Galloping lawlessness sweeps former Soviet lands

The horrific murder of four foreign engineers in Chechnya earlier this month emphasized an uncomfortable fact about the former Soviet Union: The real threat to security in the region is not a return to authoritarian government, but the lack of any government at all.

The three British citizens and a New Zealander, working in the north Caucasus republic for a British telecommunications company, were kidnapped by a Chechen gang in October and held for ransom. During a bungled rescue, they were killed.

These four now join a growing list of victims of the everyday violence that has followed the collapse of the Soviet order, including the regular kidnapping, rape, torture, and murder of local citizens as well as foreign businessmen, aid workers, and peacekeepers. In Chechnya alone, some 111 hostages, many of them foreign, are currently being held for ransom.

Low-level violence has become endemic across the archipelago of anarchy stretching from the Black Sea to Central Asia. After 1991, armed conflicts - from local violence to full-scale war - destroyed the residual legitimacy of local institutions after the end of communism. These disputes created new security vacuums, ungovernable black holes into which money, drugs, weapons, and people simply disappear. Recognized states are now not so much weak as simply irrelevant. Average post-Soviet citizens have discovered what Angolans and Afghans have known for a long time: In the absence of legitimate state authority, personal security is a self-help game.

The inability of the state to guarantee the security of its citizens, though, is not the only problem. Criminal entrepreneurs in these areas are learning how to export their lucrative brand of privatized violence.

In response to the recent air strikes on Iraq, Chechen president Aslan Maskhadov issued a statement threatening terrorist attacks against the US and Britain.

Last spring, the Trans-Dniester region in eastern Moldova, which declared independence in 1990 and fought a brief secessionist war two years later, announced that it has resumed production of small arms, a mainstay of the region's economy during the Soviet period. Trans-Dniester-produced weapons have found their way as far afield as Kosovo and Macedonia.

Abkhazia, whose mercenary army routed Georgian forces in 1993, has carved out an independent country both ungoverned and ungovernable. Abkhazia has become an important transit zone for weapons, drugs, and the increasingly profitable prostitute trade through the Turkish port of Trabzon, and from there to Europe and the Middle East. Local powers oppose any outsiders who might call attention to their business and have stepped up attacks on United Nations personnel in the area.
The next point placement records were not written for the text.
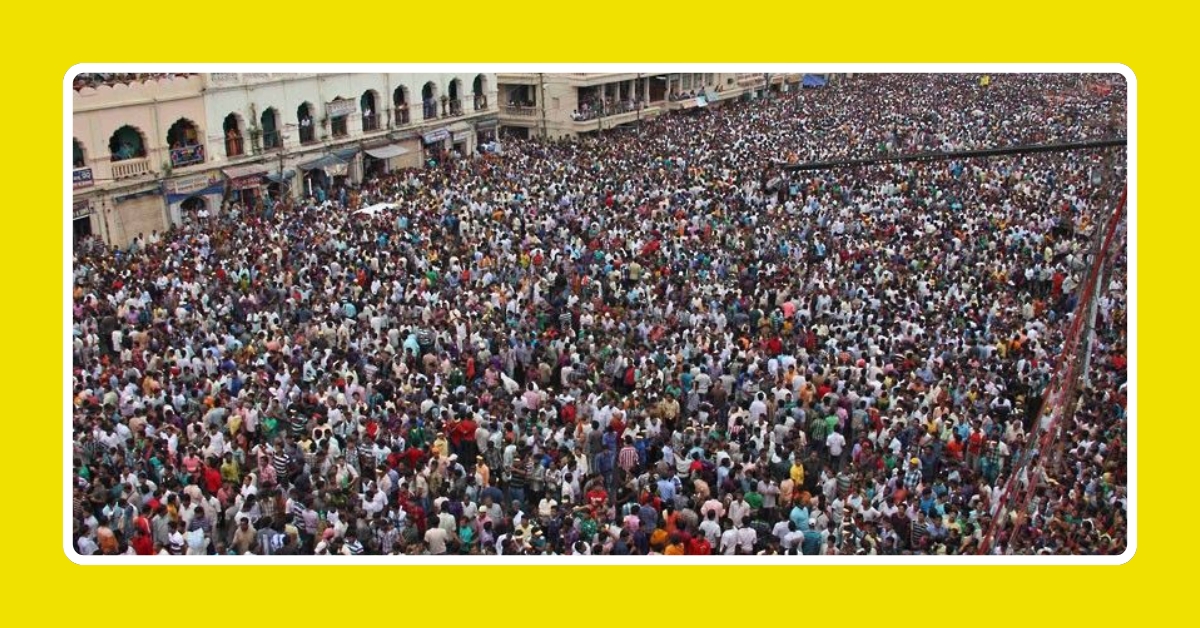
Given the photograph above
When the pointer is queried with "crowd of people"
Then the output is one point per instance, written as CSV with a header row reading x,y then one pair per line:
x,y
647,342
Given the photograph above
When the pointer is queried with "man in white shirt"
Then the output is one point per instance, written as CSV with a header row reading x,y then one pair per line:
x,y
834,444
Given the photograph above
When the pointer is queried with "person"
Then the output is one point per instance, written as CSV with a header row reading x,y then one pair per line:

In North and South Ossetia, Russian border guards seeking to police the region are regularly ambushed or find themselves in the middle of fire-fights between rival Ossetian, Ingushetian, and Dagestani gangs.

Earlier this month in Tajikistan, the deputy chairman of the country's National Bank was kidnapped, the latest in a string of killings and disappearances linked to the lethal alliance of politics and transnational crime spawned by that country's unresolved civil war.

Some degree of order has begun to emerge in these zones, but it is hardly the kind of order that Western governments should welcome. On the ground, de facto countries are being forged. Trans-Dniester, Chechnya, and Abkhazia are set to become a new generation of unrecognized rogue states that hold sham elections, sign trade agreements, and teach new versions of history to schoolchildren. But these formal accouterments of statehood are little more than masks for illicit money-making, often at the expense of the people in whose name local leaders tout their independence.

These post-Soviet black holes are rarely of major concern to Western policymakers, who are focused on stopping hot wars in the Balkans and preventing their outbreak elsewhere. But in an era of so-called new security threats - from international terrorism to drug trafficking - these anarchic zones are critical problems. And they are problems not easily solved by peace agreements or peacekeepers. Cooperation among national police forces and greater assistance to front-line countries around the Black and Caspian seas are essential to checking the export of violence to other fragile states.

Interstate wars and large-scale ethnic conflict normally grab the headlines, but it is low-level lawlessness that poses the greatest threat to security and regional stability in the former Soviet south. Rogue regions are the real legacy of Soviet communism, and their increasing propensity to export the business of violence should be of central concern in the West.

* Charles King, a professor at the School of Foreign Service at Georgetown University, wrote 'Nations Abroad: Diaspora Politics and International Relations in the Former Soviet Union' (Westview Press, 1998).